No Wine, No Smokes, But Pop a Pregnancy Drug?
No Wine, No Smokes, But Pop a Pregnancy Drug?
Suzanne B. Robotti
Suzanne B. Robotti Executive Director
Last updated:

Prescription Pregnancy Drug

Pregnancy is a time when most people are aware that women need to cut out smoking and drinking. They need to “eat for two,” not in terms of quantity but for quality. But what are a young woman’s choices when she needs to take a prescription pregnancy drug?

Many young women take prescription medicine daily for ever-more common issues such as ADHD, diabetes, mood stabilizers, epilepsy and more. Many of them will consult with their doctors about what to do when they want to become pregnant. However, doctors too often don’t have the answer.
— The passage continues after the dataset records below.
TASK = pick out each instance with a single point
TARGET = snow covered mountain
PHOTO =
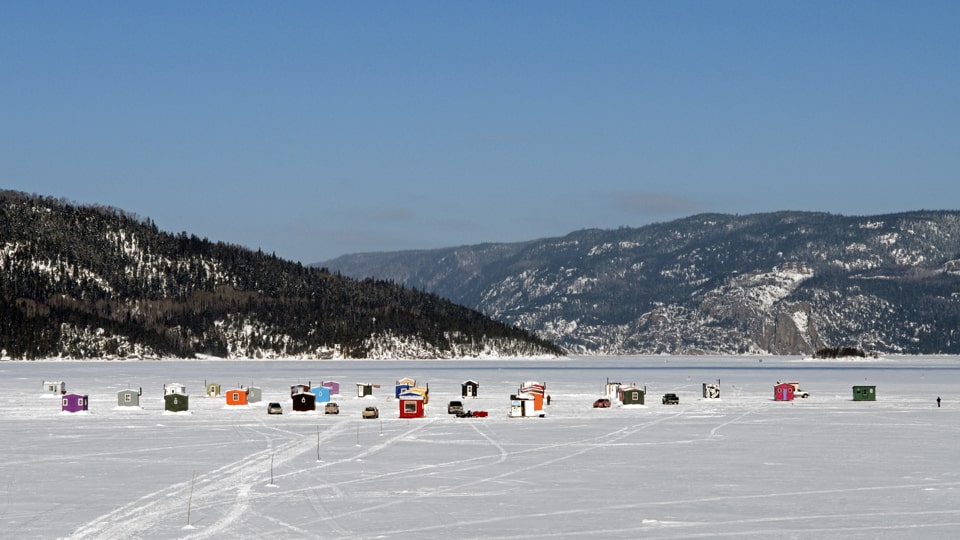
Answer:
(781, 283)
(93, 282)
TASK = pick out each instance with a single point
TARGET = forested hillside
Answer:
(85, 282)
(782, 283)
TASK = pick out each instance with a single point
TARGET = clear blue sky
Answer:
(314, 129)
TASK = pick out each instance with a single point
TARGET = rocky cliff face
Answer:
(781, 283)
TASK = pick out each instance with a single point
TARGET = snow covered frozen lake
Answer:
(742, 466)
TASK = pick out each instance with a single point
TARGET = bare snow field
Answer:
(742, 466)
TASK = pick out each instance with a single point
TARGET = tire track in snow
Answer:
(133, 520)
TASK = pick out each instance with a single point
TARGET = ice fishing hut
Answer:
(74, 403)
(213, 389)
(783, 392)
(523, 406)
(237, 396)
(864, 393)
(536, 390)
(469, 388)
(632, 395)
(129, 398)
(711, 390)
(303, 402)
(322, 393)
(175, 398)
(54, 388)
(403, 385)
(411, 405)
(334, 387)
(364, 389)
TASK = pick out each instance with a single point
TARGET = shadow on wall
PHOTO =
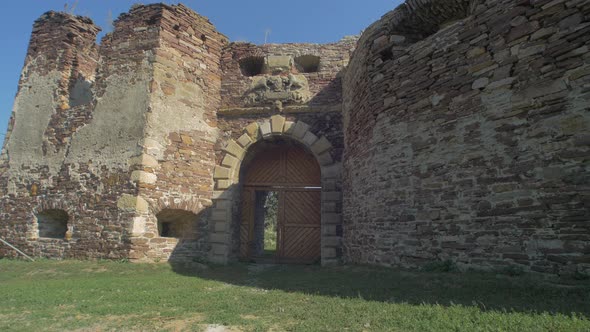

Many drugs have never been tested for safety with pregnant women. The New York Times (“Too Many Pills in Pregnancy Feb. 26, 2013) reported that 90% of pregnant women take at least one medication and 70% take at least one prescription pregnancy drug. This stands in stark contrast to the high public awareness of the risks of smoking or drinking for pregnant women Pregnant women must be educated about the unknown risks of taking medicine during pregnancy.

Just as worrisome are over-the-counter and homeopathic remedies. They also have not been tested for safety for pregnant women, in the main. However, many women — many consumers — mistakenly believe that over-the counter drugs are safe and that homeopathic remedies are benign because they are perceived to be natural.

When I was told the facts of life, my mother told me that the placental barrier acts like a filter to protect the fetus from alcohol or medicines. We now know that is not true. To my mother’s everlasting regret we found it out because her doctor gave her DES. What may seem benign now, even doctor recommended, may not seem so in 15 years. Please, a fetus is tiny and delicate. Let’s treat them like that.